Figure 2. SEM images of (A) ensemble of Au-P2VPs and (B) a single Au-P2VP. HAADFSTEM images of (C) the single Au-P2VP in (B) and (D) a cross-sectional slice of another single Au-P2VP. (E, F) Magnified images of B and C, respectively. (G, H) EDS elemental mapping images of the single Au-P2VP in (B). (G) C K-line and (H) Au L-line. Size histograms of (I) AuP2VPs and (J) Au nanoparticles on P2VPs.
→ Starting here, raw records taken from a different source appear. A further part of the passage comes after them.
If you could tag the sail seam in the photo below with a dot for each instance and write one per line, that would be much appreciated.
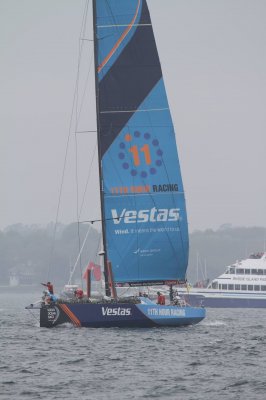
(121, 25)
(133, 111)
(120, 40)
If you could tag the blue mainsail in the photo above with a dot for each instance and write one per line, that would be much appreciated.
(146, 233)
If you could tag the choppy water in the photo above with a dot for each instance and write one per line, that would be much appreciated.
(223, 357)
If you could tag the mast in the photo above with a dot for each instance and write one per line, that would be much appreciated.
(107, 288)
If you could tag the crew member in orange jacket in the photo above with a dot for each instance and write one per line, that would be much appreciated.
(49, 286)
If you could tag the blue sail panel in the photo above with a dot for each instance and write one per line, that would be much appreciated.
(146, 230)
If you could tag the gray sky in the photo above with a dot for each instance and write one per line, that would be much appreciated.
(213, 55)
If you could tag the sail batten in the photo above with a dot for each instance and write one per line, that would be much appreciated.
(146, 234)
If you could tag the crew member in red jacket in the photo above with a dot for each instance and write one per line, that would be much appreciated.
(49, 286)
(160, 299)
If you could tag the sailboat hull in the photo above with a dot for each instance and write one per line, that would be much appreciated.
(119, 315)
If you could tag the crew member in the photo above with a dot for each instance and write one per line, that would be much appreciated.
(79, 294)
(49, 286)
(160, 299)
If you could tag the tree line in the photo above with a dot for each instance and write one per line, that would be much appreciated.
(37, 253)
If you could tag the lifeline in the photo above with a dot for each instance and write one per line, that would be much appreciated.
(169, 187)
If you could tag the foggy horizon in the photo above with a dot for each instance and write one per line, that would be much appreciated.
(214, 67)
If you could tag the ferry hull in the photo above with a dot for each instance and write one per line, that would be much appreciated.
(119, 315)
(197, 300)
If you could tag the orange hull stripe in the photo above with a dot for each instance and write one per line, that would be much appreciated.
(70, 314)
(120, 40)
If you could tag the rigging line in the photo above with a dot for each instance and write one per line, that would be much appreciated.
(79, 255)
(86, 83)
(64, 165)
(78, 112)
(120, 40)
(87, 182)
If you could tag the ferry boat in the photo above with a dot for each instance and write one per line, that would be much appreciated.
(242, 285)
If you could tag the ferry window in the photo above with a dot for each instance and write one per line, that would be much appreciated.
(240, 271)
(224, 287)
(254, 272)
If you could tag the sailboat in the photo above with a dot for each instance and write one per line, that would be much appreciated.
(143, 211)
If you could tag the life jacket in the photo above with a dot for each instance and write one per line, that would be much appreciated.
(50, 288)
(79, 293)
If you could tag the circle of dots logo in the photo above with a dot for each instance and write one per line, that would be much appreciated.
(128, 164)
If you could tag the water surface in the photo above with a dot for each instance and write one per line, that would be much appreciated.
(223, 357)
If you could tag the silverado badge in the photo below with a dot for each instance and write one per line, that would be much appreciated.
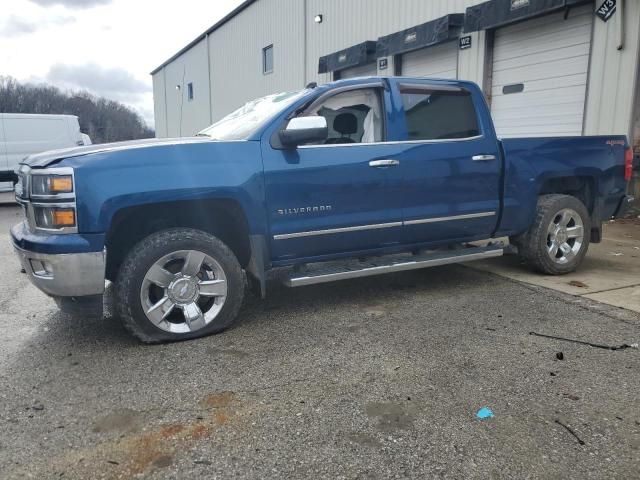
(303, 210)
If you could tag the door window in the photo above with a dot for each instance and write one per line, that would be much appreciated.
(355, 116)
(439, 115)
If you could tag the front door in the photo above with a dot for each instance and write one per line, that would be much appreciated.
(451, 170)
(339, 196)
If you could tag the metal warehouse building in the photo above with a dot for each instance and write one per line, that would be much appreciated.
(547, 67)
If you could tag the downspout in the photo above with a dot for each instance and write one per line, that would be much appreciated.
(166, 106)
(304, 23)
(206, 39)
(621, 24)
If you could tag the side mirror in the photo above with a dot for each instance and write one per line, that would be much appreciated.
(302, 130)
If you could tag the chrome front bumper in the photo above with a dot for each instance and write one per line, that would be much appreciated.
(65, 275)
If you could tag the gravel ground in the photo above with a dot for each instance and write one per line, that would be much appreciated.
(372, 378)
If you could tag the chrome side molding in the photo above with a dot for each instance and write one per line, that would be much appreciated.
(331, 273)
(358, 228)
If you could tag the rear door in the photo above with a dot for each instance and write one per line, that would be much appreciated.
(451, 165)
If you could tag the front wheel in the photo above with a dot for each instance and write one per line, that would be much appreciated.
(558, 239)
(179, 284)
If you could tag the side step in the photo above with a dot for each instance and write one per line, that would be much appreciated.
(343, 270)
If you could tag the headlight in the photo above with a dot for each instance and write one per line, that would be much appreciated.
(51, 184)
(54, 218)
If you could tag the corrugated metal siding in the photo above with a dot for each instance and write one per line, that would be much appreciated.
(368, 70)
(236, 54)
(187, 117)
(439, 61)
(236, 50)
(612, 74)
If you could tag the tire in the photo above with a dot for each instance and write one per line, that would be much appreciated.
(166, 274)
(556, 228)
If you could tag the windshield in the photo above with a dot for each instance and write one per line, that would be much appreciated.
(242, 123)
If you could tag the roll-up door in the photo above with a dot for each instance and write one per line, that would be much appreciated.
(439, 61)
(539, 77)
(366, 70)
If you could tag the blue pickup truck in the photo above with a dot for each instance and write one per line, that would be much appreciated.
(353, 178)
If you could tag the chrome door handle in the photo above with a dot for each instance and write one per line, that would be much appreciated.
(384, 163)
(483, 158)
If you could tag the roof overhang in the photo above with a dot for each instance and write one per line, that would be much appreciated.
(496, 13)
(359, 54)
(427, 34)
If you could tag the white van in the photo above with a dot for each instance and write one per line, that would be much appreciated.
(24, 134)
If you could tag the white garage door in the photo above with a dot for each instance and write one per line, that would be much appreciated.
(540, 75)
(367, 70)
(440, 61)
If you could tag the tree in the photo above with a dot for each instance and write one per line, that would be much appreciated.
(103, 120)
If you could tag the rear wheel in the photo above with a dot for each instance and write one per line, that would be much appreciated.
(179, 284)
(558, 240)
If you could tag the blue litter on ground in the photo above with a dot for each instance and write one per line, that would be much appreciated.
(484, 412)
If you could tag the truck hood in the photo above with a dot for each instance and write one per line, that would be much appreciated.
(44, 159)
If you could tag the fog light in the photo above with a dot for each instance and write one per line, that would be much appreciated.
(41, 268)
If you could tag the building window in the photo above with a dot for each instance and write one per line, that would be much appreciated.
(267, 59)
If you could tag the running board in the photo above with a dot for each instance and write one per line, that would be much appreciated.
(343, 270)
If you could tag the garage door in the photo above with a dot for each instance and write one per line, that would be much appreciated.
(367, 70)
(540, 75)
(440, 61)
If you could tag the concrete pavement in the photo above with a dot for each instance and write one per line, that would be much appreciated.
(610, 273)
(371, 378)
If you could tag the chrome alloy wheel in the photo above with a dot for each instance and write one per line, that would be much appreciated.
(565, 236)
(184, 291)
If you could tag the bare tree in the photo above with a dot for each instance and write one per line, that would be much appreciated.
(103, 120)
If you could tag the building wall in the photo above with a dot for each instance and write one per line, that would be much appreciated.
(236, 54)
(612, 74)
(347, 23)
(235, 57)
(186, 117)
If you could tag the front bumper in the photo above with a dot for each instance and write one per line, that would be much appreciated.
(67, 274)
Taking a closer look at each of the Au nanoparticles on a single Au-P2VP particle, it is found that the individual Au nanoparticles appear slightly larger in the HAADF-STEM image (Figure 2F) than in the SEM image (Figure 2E). In particular, some Au nanoparticles overlap with each other in the HAADF-STEM image despite being able to be resolved independently in SEM images, as indicated by arrows in Figure 2E and F. This discrepancy is because only the exposed portion of the Au nanoparticles on the P2VP surface is observed in the SEM image, whereas the entire Au nanoparticles, including the portion buried in the P2VP particle, are observed in the HAADF-STEM image. Therefore, these observations reveal that part of each Au nanoparticle is buried in the P2VP particle (Supporting Information Figure S1). Figure 3A–C show a low-magnification SEM image of an ensemble of Pt-P2VPs and SEM and HAADF-STEM images of a single Pt-P2VP particle, respectively. Figure 3D depicts the cross-sectional HAADF-STEM image of a single Pt-P2VP particle. As is the case for the AuP2VPs, the Pt nanoparticles are mainly formed near the surface of the P2VP particles. However, a non-negligible number of Pt nanoparticles were found to exist in high density in the subsurface region (around 70 nm from the surface of the P2VP particle). Figure 3G and H show EDS elemental mapping images for C and Pt of a single Pt-P2VP particle. The Pt-P2VPs are uniform and spherical in shape with a rough surface and mean diameter of 368.2 ± 7.6 nm (Figure 3I). Each Pt-P2VP particle has numerous small Pt nanoparticles with a mean diameter of 3.8 ± 1.4 nm (Figure 3J), which was much smaller than the Au nanoparticles of Au-P2VP. Moreover, a greater number of Pt nanoparticles can be seen in the HAADF-STEM image (Figure 3F) than in the SEM image (Figure 3E). These observations also suggest that Pt nanoparticles are formed not only on the surface of P2VP particles but also inside the P2VP core.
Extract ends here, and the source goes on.